Preparation and detection of quasiparticles for quantum simulations of scattering

TL;DR

The paper presents a novel method for preparing and detecting quasiparticle wave packets in quantum lattice theories, enabling detailed analysis of scattering and resonances.

Contribution

It introduces a new algorithm using maximally localized Wannier functions for species-resolved quasiparticle wave-packet manipulation in interacting quantum systems.

Findings

Successfully detects scattering outputs in matrix product state simulations.

Identifies mass resonances in a hardcore Hamiltonian QCD model.

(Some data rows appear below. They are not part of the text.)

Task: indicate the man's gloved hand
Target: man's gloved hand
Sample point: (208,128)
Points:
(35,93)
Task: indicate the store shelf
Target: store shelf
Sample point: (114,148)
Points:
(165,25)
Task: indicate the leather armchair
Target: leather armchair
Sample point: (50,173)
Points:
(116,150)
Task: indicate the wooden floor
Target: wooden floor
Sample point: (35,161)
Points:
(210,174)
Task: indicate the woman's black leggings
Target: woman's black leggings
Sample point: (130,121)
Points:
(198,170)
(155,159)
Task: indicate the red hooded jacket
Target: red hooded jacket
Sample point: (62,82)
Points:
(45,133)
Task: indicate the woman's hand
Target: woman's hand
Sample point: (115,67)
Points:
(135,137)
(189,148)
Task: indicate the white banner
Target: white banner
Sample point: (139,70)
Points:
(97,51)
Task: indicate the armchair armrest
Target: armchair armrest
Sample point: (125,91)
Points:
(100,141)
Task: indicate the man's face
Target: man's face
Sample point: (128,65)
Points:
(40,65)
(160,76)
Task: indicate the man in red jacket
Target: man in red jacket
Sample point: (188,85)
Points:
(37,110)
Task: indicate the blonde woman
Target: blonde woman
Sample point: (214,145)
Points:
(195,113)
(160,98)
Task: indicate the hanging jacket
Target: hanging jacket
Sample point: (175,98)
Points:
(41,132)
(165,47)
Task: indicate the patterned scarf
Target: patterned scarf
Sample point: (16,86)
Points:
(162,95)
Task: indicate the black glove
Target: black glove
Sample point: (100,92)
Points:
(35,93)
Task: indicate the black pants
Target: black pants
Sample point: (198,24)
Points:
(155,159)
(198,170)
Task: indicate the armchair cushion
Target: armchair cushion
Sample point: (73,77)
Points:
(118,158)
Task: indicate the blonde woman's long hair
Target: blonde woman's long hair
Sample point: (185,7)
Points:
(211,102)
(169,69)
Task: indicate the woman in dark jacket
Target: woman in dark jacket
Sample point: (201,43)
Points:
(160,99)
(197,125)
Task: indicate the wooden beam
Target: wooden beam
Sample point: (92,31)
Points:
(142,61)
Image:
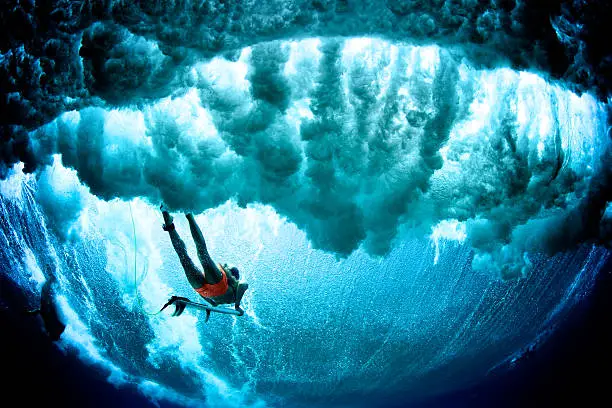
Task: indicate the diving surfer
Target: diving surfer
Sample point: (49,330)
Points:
(217,284)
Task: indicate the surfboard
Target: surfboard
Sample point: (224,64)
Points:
(180,303)
(206,306)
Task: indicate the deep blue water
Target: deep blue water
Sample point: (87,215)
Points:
(419,195)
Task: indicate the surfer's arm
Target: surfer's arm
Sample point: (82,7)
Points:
(242,287)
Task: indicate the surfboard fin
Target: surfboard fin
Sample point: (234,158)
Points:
(179,304)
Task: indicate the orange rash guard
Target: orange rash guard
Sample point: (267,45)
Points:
(217,289)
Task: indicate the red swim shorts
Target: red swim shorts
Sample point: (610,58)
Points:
(218,289)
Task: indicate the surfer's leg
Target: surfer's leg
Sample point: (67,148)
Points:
(212,274)
(194,275)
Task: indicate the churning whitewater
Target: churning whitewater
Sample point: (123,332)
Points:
(412,208)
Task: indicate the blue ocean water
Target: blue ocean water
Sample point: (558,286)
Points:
(418,194)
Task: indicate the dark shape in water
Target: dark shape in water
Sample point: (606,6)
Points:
(49,310)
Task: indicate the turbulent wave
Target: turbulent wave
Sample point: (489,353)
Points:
(414,191)
(355,141)
(318,330)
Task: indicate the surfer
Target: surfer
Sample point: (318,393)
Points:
(217,284)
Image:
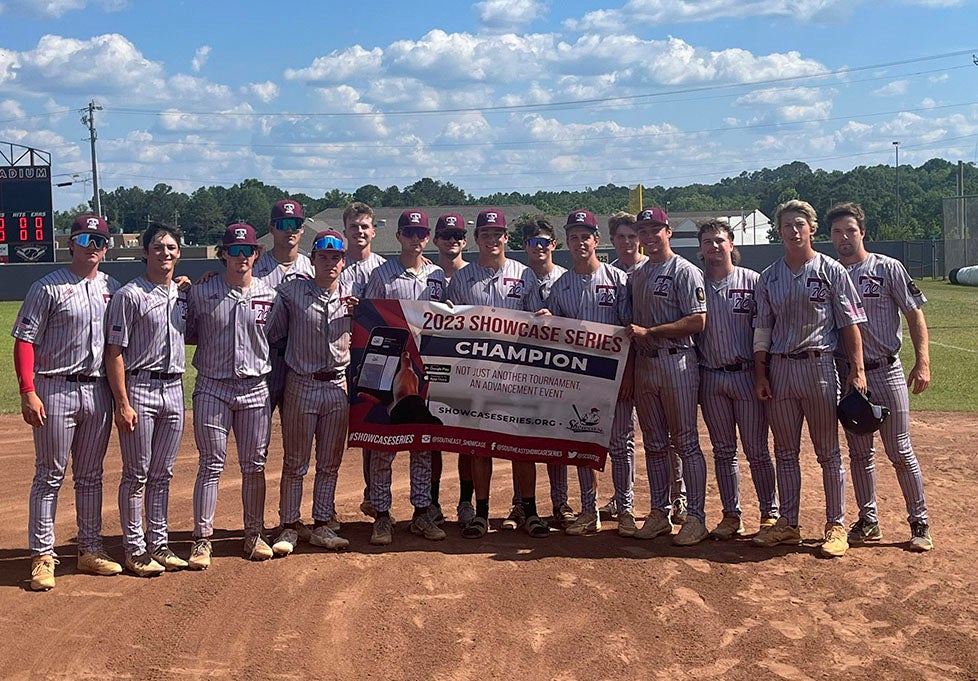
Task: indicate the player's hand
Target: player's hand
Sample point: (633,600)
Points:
(125,418)
(762,389)
(32,409)
(919,378)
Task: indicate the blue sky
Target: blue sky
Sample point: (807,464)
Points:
(498,95)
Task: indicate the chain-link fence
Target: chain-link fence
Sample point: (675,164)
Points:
(960,232)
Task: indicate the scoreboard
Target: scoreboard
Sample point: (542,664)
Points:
(26,215)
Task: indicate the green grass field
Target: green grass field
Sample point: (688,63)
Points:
(952,317)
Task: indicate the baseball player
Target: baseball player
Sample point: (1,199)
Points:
(669,305)
(409,277)
(59,341)
(496,281)
(358,228)
(805,302)
(283,263)
(726,351)
(227,318)
(450,241)
(597,292)
(539,243)
(309,312)
(145,361)
(886,290)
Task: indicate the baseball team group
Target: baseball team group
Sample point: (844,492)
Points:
(754,353)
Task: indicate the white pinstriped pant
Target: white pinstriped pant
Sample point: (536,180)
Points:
(148,454)
(666,396)
(888,386)
(220,406)
(621,451)
(320,410)
(729,404)
(78,424)
(807,390)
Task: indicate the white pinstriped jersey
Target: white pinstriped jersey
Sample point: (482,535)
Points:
(357,273)
(806,310)
(229,326)
(391,281)
(666,292)
(545,284)
(886,289)
(148,321)
(729,337)
(63,316)
(269,269)
(512,286)
(601,296)
(317,324)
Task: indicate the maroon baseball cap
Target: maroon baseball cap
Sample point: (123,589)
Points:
(287,208)
(413,217)
(89,224)
(652,216)
(582,218)
(239,234)
(490,217)
(448,222)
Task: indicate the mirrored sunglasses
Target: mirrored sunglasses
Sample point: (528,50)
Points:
(290,224)
(84,240)
(328,243)
(412,232)
(241,251)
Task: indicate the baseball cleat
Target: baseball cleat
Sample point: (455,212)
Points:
(920,540)
(200,555)
(169,560)
(586,523)
(864,531)
(730,527)
(836,544)
(691,533)
(143,565)
(626,524)
(655,524)
(285,542)
(256,548)
(42,573)
(98,563)
(779,533)
(328,539)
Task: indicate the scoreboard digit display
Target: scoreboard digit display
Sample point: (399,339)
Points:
(26,215)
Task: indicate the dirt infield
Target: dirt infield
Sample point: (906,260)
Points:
(506,606)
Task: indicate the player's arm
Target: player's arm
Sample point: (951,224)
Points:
(115,370)
(31,406)
(919,377)
(853,339)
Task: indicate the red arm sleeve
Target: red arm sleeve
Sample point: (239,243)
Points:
(24,365)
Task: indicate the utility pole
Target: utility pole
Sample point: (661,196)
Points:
(89,120)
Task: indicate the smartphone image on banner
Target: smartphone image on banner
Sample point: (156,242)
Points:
(381,359)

Enables separation of quasiparticle contributions from unknown resonances.

Abstract

We introduce a method for the selective preparation and detection of quasiparticle wave packets, based on creation operators that generate dressed, localized excitations on top of interacting vacua of (quasi-)one-dimensional quantum lattice theories. This method exploits maximally localized Wannier functions (MLWFs) constructed from quasiparticle bands at intermediate system sizes, enabling the construction of unitary local dressed creation operators. The algorithm allows for species-resolved wave-packet preparation and detection, enabling the separation of known quasiparticle contributions from unknown resonances. We test this approach with matrix product states (MPS) on pure hardcore Hamiltonian QCD on a ladder lattice, detecting scattering outputs and mass resonances.